The sting of insignificance
I remember when I was a teenager, around 15 or 16 years old- definitely less than 17 years old, because the memory is of my Qatar years- there was a certain party I went to. There was always this uncle who would try to trap me into arguing with him, but he was all sorts of fun so many a times, we would duel it out. I would feel like an adult, and my dad would usually feel ashamed by the end of the night.
On this particular day, we got into a heated debate in the room. Not me per se, but the people in the room. I was just in the house to grab a drink but the ferocity of the words being exchanged caught my attention and I stood back and stayed. I disagreed with most of them, in fact all of them, at least in one way or the other. There was a moment of silence at one point, everyone taking stock of what had been said, family relations, professional ties made them stutter for a second.
I spoke up and went on a rant. Perhaps because they had already said too much, they didn't say much. I weaved a tale, and as my own thoughts progressed while I spoke, as they do usually while one is debating off the cufff, I reached a conclusion in my head which I could not ignore. I stuttered, I had to say it, but I didn't know the reaction I would get. I was young- and the emotions of others are usually a passing thought at that ago- so I gave it no heed and said what I thought was logical as per the thought process I had just laid out.
"... we will be lucky if Pakistan exists in five years time"
Out of nowhere, I felt a slap hit my face. My dad had gotten up at some point, had ended up next to me for some water and had listened standing next to me. I remember that slap stinging harder than many others- it had a force to it i had never felt from my dad. The elders in the room started talking amongst themselves, some of the younger kids that had been leaning into the room giggled and I walked away feeling miserable.
Eleven years on, my words still sting. But they are truer today than ever before. Somehow, I do not think I will be sidelined in that room again, or that my dad will admonish me in the same manner this time around.
Its funny that theoretical exercises carried out by foreign governments within the confines of their training rooms wake Pakistanis up more than the truth which is all around us (Link) - that we are disintegrating as a nation, with no one holding us back. There is no unity amongst us, we are Punjabis or Sindhis much before we are Pakistani. I hear Sawat, Parichnar, Hangu, Peshawar, Balochistan, Lahore, Karachi- I never hear Pakistan. I wouldn't have noticed it because I know these places, but ask an Indian or a Bengali or a Egyptian or a Syrian or an Iranian or a Filipino- they will never say Aleppo or Cairo or Kerala or Manila first.
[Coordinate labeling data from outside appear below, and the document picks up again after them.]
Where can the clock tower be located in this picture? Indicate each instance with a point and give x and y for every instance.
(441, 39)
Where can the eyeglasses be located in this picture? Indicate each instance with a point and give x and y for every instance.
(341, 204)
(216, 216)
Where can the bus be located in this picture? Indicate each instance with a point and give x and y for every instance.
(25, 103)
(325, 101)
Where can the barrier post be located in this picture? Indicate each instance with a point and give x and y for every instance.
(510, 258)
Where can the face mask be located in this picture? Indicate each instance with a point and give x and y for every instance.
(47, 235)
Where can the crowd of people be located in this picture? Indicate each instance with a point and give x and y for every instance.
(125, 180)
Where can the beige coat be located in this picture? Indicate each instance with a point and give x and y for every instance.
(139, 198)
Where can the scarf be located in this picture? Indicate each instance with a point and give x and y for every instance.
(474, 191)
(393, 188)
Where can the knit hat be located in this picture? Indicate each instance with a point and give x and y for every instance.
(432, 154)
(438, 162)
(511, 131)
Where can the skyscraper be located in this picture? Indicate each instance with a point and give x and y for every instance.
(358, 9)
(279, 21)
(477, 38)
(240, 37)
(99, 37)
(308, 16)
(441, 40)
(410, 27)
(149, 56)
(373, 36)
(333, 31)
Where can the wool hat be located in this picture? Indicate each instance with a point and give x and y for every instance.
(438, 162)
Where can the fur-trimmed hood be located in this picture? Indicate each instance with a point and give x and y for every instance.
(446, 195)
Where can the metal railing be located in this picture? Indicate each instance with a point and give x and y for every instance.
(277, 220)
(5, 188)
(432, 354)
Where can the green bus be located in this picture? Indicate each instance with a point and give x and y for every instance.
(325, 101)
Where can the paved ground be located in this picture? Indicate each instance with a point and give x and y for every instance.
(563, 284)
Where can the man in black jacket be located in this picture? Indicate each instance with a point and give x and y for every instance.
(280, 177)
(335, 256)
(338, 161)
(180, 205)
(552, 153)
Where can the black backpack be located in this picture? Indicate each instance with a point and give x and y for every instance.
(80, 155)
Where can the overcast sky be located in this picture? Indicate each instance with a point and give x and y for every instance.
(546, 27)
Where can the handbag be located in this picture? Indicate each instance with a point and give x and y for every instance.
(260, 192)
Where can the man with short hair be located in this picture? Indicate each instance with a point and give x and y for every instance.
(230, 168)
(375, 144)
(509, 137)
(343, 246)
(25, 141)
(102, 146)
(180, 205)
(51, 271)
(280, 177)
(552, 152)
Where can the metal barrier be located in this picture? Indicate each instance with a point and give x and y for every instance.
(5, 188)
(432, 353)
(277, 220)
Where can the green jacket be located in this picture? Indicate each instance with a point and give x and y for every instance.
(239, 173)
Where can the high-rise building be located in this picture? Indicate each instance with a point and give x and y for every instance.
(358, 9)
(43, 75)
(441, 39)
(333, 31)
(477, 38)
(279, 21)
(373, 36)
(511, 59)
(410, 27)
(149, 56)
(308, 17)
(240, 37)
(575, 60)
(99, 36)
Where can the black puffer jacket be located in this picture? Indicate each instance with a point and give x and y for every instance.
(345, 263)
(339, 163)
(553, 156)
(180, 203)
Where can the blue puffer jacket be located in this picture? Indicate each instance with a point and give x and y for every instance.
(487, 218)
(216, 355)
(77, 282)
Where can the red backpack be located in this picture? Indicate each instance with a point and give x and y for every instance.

Pride has dissipated from our history.
The educated of our nation decide to leave the nation days after they first experience the winds of the West. Back home, these people are derided as having left for women, alcohol and general malaise- but thats not true. They leave because once they step out of Pakistan they see for the first time in their life, the whole world going one way and Pakistan descending into another. They equate themselves with the rest of the world, because just as the rest of the world, they too want to improve, become better. But when they picture themselves with this attitude within their own nation, they are left with no choice but to consider a parting of ways. And so it is that Pakistan has lost its most ambitious people, its most educated youngsters- its promise has left, leaving behind a wilting population too un/miseducated to understand the game being spun around them, too power-less to have their voice heard, and too stupid to realize that someone is stealing from them again and again and again.
Chaos is Pakistan. Even the best of days here is the saddest of days somewhere else in the world. And many Pakistanis realize now that it will become much worse, and no one profers a caveat of 'before it gets better" anymore.
For me personally, this collapse, when it comes - if it comes, because as a human i still do hold a sliver of blind hope- will be earth-shattering. It will siganl the end of everything that has defined four generations of my family. It will be the end of one part of my identity, no matter how many times I will scream it in people's faces, it will not make sense to them, I will be a refugee who got out while the going was good. My children will call themselves Canadian, they will hide the fact that once their families used to belong to a nation that chose to kill itself. 60 years on, we will be whittled down to a paragraph in a history book.
Insignificance- that is why those words stung so hard when they were uttered by a 16 year old to a group of grown men.
They sting me too, I swallow before I say them too, but the truth is we will wither away in history, a blimp in the cosmos, overtaken by time- insignificant in our existence and forgotten in the annals of history.